A compendium of OGS's terrible scoring system confusing beginners

ah, I see the issue:


By “agreed-dead”, I mean

agreed by the 2 runs of the AI score estimator
(1 with White to move, 1 with Black to move)

, ​ ​ ​ ​ not ​ agreed by the 2 players ​ ​ .

1 Like
3 Likes

All this stuff of 2 runs of KataGo AI auto score is missing the point. If the 2 players: a human beginner and amy-bot(?) think white lower right is alive, then it is alive and territory. KataGo should stfu!

5 Likes

Another case:

By the way, I clicked on the score estimator at move 80, and it said B+73.2

1

Then I clicked on the white stones F7, and the score estimator became B+53.5.

2

Is this a known bug, or is clicking on a group of stones supposed to have a predictable effect?

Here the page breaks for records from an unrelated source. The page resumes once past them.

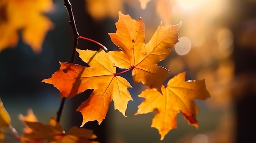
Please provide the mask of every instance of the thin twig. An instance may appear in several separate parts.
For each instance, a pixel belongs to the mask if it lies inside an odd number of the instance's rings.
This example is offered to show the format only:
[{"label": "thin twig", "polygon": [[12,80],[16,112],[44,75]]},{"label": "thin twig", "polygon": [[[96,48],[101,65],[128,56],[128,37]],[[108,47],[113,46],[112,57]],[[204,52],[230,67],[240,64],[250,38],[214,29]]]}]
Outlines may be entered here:
[{"label": "thin twig", "polygon": [[[76,22],[75,22],[75,19],[74,17],[74,14],[73,13],[73,10],[72,10],[72,5],[69,0],[64,0],[64,5],[66,7],[67,11],[67,13],[70,18],[69,23],[72,27],[73,29],[73,33],[74,34],[74,47],[73,48],[73,52],[72,53],[72,56],[71,57],[71,59],[70,59],[70,63],[74,63],[74,62],[75,55],[76,55],[76,48],[77,47],[78,44],[78,39],[79,39],[79,34],[77,31],[76,29]],[[61,100],[61,103],[60,106],[60,108],[58,110],[57,112],[57,121],[59,122],[61,121],[61,114],[63,111],[63,109],[64,108],[64,104],[65,103],[65,101],[67,97],[65,97],[62,98]]]}]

The score estimator generally gives different answers every time you ask, even when the position doesn’t change. It is deliberately inaccurate. But the autoscore is supposed to be right. The large issue in this thread is that the autoscore does not score things as they stand, as in the examples shown, per the players’ judgment. Even worse, in examples I have posted before, the autoscore occasionally substitutes multi-move tesugis, which is a form of outside help, prohibited by the rules. You must beat the autoscore, as well as your opponent.

3 Likes

Yes I know that, but the score estimator may be another source of confusion. The behavior I described (about 20 points difference after clicking on a stone) is reproducible.

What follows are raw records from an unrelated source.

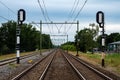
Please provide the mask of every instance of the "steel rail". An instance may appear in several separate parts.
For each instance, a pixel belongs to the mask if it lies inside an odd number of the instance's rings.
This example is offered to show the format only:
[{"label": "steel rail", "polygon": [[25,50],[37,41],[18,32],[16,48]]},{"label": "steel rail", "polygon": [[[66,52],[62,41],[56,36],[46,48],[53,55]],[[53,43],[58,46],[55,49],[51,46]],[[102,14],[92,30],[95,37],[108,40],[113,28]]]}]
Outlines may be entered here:
[{"label": "steel rail", "polygon": [[[31,57],[31,56],[33,56],[33,55],[35,55],[35,54],[30,54],[30,55],[21,56],[21,57],[20,57],[20,60],[25,59],[25,58],[29,58],[29,57]],[[1,61],[0,61],[0,66],[3,66],[3,65],[6,65],[6,64],[15,62],[15,61],[16,61],[16,57],[10,58],[10,59],[1,60]]]},{"label": "steel rail", "polygon": [[74,71],[77,73],[77,75],[79,76],[80,79],[82,80],[87,80],[79,71],[78,69],[72,64],[72,62],[67,58],[67,56],[65,56],[65,54],[62,52],[63,56],[65,57],[65,59],[67,60],[67,62],[71,65],[71,67],[74,69]]}]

I note that on my first image, white stones have a small black square inside, and in my second image, white stones have a large black square inside. What is the meaning of this?

I don’t know, except to note that White filled in his own eye on that spot at move 80. Who knows why. Beginners do lots of bizarre things.

1 Like

Here is the algorithm as I understand it:

  1. The algorithm guesses at dead stones (that’s why the white stones in the left have larger squares in your first screenshot)
  2. [Monte Carlo simulation] It then looks at ~1000 random playouts and uses that to determine who owns which territory. If stones are marked dead, the simulation treats them as if they are not on the board at all.
  3. the user may manually mark stones dead, and step 2 is repeated.

If the stones die in most random playouts (step 2) the group will appear dead in the final result regardless of whether you marked the group dead or not.

I don’t think this behavior is considered a bug, although I personally would prefer it to be done differently (naive deterministic algorithm based on distance instead of Monte Carlo step). I think @stone.defender prefers a distance-based algorithm, not sure how other folks feel :slight_smile:

I still don’t see how the SE could calculate B+53.5 in my second picture.

Ah sorry I missed that part. Not sure, but @Feijoa might be able to offer insight (he’s done some work in making the scorer respect rulesets)

If you see different sized squares it’s using the strong AI estimator, and in that case I have no idea what the effect is of clicking on groups.

2 Likes

Oh I didn’t realize this is the strong one (I should have guessed from the ai review) plz ignore all my previous comments!

I will note though- there are 21 stones that get “toggled” so this bug is likely the algorithm trying to (or forgetting to) resolve those

A bit that does not implement the dead stone estimation protocol (within a given grace period) may still be worth having but deserves a lower rank even if it succumbs to cheating. So admins should not need to intervene.

What if the disable analysis feature turned off auto-score?
Then if the stones are on the board, the auto-score marks them alive and the players need to click the dead ones.

An OGS client scores correctly, OGS server scores incorrectly, confusion abounds!

Because those points were marked dame, this is not an autoscore mistake. One of the players marked the dame, so this is either score cheating or a mistake which the proper winner did not know how to correct.

1 Like

I think it’s this. It seems that the app, which the proper winner was using, does not expect territory completely surrounded by stones of one colour (with all the other colour stones marked dead) to ever need to be shown as dame.

The OGS score marking tool should not allow an area which is adjacent to live stones of only one colour to be dame. That is against the rules of Go. If black had naughtily marked e1 group as alive rather than dead then marking the left side as dame would have been legal, though naughty.